Over the past 50 years, we have analyzed the evolution of asset prices during the Middle East conflict and, not surprisingly, we have found that oil is the most affected asset. Considering all the conflicts, the price of oil rose on average by almost 40%. Conflicts limited to the Israel/Palestine region produced an average price increase of 9%, which corresponds to the 8% increase in oil prices since the attacks. However, we recommend protecting against a new rise in tensions, especially with attractive positions even if the conflict remains contained. These include British equities, high-quality long/short credit, and the Norwegian krone.
Hamas attacks on Israeli villages two weeks ago not only caused unbearable pain to civilians and families but opened the door to increased violence in the Middle East. The geopolitical consequences of the actions are difficult to see, but the various actors and interests in the region make it possible for many risk scenarios to arise that may be reminiscent of the wars in the Middle East in the 1970s. However, this is not a given. .
Given the uncertainty surrounding possible developments, we look to past conflicts for possible guidance on how to protect against further escalation of the situation. The asset most affected by rising tensions in the Middle East is oil, as the region continues to produce more than a third of daily supplies. In particular, the production of Iran, the eighth global producer of crude oil, will be at risk if there is an increase. After Iran’s exports fell below 500,000 bbl/d in 2020, its production recovered to an estimated 1.5 million bbl/d in September, partly reflecting the relaxation of the application of sanctions. in the US. A new tightening of sanctions could eliminate up to 1 million barrels a day from global production. In addition, the increased uncertainty of supplies from Saudi Arabia could easily lead to a price increase similar to what happened in response to the invasion of Ukraine in 2022. In 2022, the price of oil increased by 30% within two weeks before the settlement was almost 15% above the pre-war level (Chart 1).
Historically, the average change in oil prices has been between 35% and 40% in response to rising tensions in the Middle East. However, what is clear is that every conflict is different and the oil market has also changed. The United States is now the largest producer of crude oil, which makes the market more resistant to a scenario like the oil embargo of the 1970s when prices increased by more than three. Furthermore, while the spread of conflict in the Israel/Palestine region can be controlled locally, the impact of oil is relatively modest. Typically, prices rise only 9% in a local conflict, putting the 8% increase in the last two weeks where it should be (Chart 2).


The only other asset that saw a significant move in the last two weeks was gold, up 6% from the attacks.
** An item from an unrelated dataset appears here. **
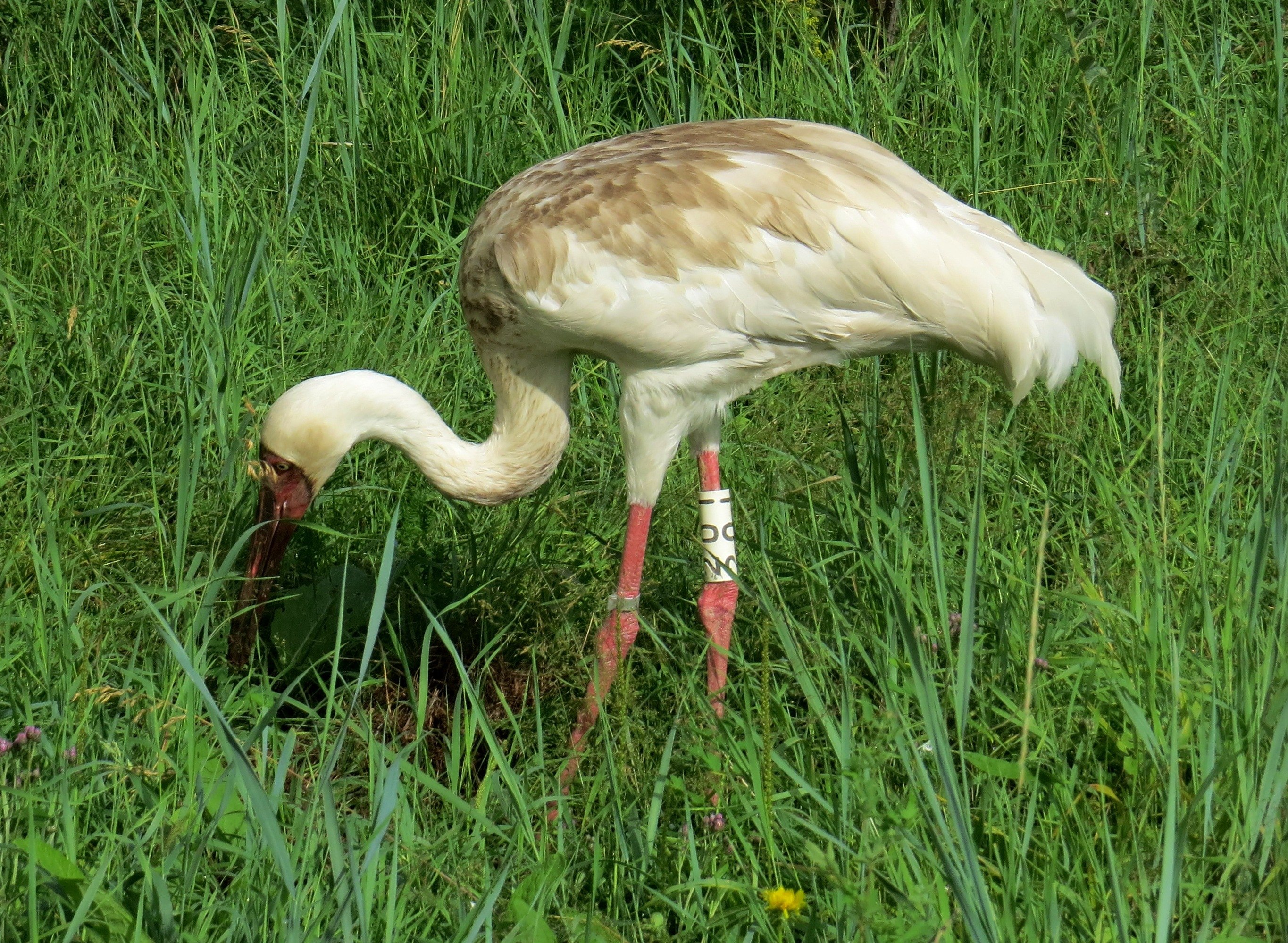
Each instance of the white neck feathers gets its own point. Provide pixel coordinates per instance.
(315, 423)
Surprisingly, it has an 11 basis point increase in US 10-year bond yields, indicating that fixed-income markets have not really noticed the attack and so far have not priced in a significant impact on the global cycle.
Some properties barely work in response to an attack. US equities were flat and currency markets were largely unchanged. We expect these movements to remain limited and have little impact on asset prices, as long as it is safe to assume that the conflict does not spread to other parts of the region. In this sense, the diplomatic efforts of recent days can be considered positive, where restraint is requested and that other parties remain in the conflict.
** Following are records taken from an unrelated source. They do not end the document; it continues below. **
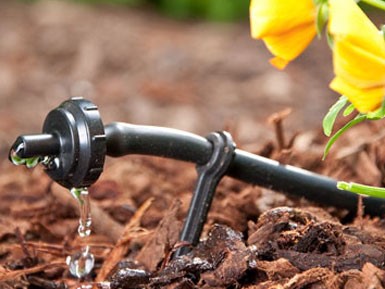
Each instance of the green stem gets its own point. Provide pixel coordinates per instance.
(362, 189)
(375, 3)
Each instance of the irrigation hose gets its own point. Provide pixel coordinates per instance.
(123, 139)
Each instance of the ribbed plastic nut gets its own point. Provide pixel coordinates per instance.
(78, 126)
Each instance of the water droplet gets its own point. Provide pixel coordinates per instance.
(81, 263)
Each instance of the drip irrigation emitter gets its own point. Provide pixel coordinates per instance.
(75, 143)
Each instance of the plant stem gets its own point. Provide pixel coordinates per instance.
(375, 3)
(362, 189)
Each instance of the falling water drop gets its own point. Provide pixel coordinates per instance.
(81, 263)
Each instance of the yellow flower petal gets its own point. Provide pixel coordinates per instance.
(289, 44)
(358, 56)
(358, 66)
(347, 22)
(364, 100)
(273, 17)
(286, 27)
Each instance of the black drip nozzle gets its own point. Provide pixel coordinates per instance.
(74, 140)
(76, 143)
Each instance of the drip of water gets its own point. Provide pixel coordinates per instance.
(81, 263)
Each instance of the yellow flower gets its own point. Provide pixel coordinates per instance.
(358, 56)
(286, 26)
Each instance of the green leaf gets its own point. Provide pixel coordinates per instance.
(348, 110)
(330, 117)
(359, 118)
(329, 40)
(383, 31)
(322, 16)
(362, 189)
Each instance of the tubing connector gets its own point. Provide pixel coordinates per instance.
(74, 141)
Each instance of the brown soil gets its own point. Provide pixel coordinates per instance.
(141, 68)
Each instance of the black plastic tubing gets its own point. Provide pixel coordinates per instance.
(123, 139)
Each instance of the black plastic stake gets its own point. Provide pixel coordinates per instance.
(209, 176)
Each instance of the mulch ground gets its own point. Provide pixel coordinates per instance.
(254, 237)
(141, 68)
However, although the probability of a sharp decline has decreased in recent days, we recommend three hedges against a possible worsening of the situation, which we also consider attractive themselves:
- In equities, the British market will benefit from rising oil prices and strengthening the US dollar. This is due to the substantial weighting of energy in the index and the high exposure to foreign income. The UK equity market is also one of the most defensive indices in the world, favored by lower rates at the high end of the curve, in a risk-averse scenario.
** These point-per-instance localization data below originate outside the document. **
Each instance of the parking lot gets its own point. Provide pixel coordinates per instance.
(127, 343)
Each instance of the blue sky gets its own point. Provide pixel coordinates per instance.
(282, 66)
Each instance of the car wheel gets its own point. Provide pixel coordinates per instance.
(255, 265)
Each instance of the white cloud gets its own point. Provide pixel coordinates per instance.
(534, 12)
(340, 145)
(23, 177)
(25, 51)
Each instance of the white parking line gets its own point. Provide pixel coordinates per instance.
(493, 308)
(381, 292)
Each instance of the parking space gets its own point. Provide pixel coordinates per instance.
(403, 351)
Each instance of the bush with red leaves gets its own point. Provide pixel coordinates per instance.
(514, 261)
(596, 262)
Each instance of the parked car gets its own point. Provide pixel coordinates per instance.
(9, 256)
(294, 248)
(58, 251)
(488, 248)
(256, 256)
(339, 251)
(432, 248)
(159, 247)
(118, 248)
- Of the types, we recommend a significant amount of quality duration. The US curve should flatten if oil prices rise. The imminent inflationary pressures will be met by greater recessionary risks and a wider credit distribution.
- In the currency market, the Norwegian krone looks good when oil prices rise. It typically appreciates by around 4% (trade-weighted) for every 20% change in Brent prices but has recently lagged by around 5%. A significant increase in oil prices above $100/bbl would mean a 5% to 10% appreciation for the trade-weighted Norwegian krone.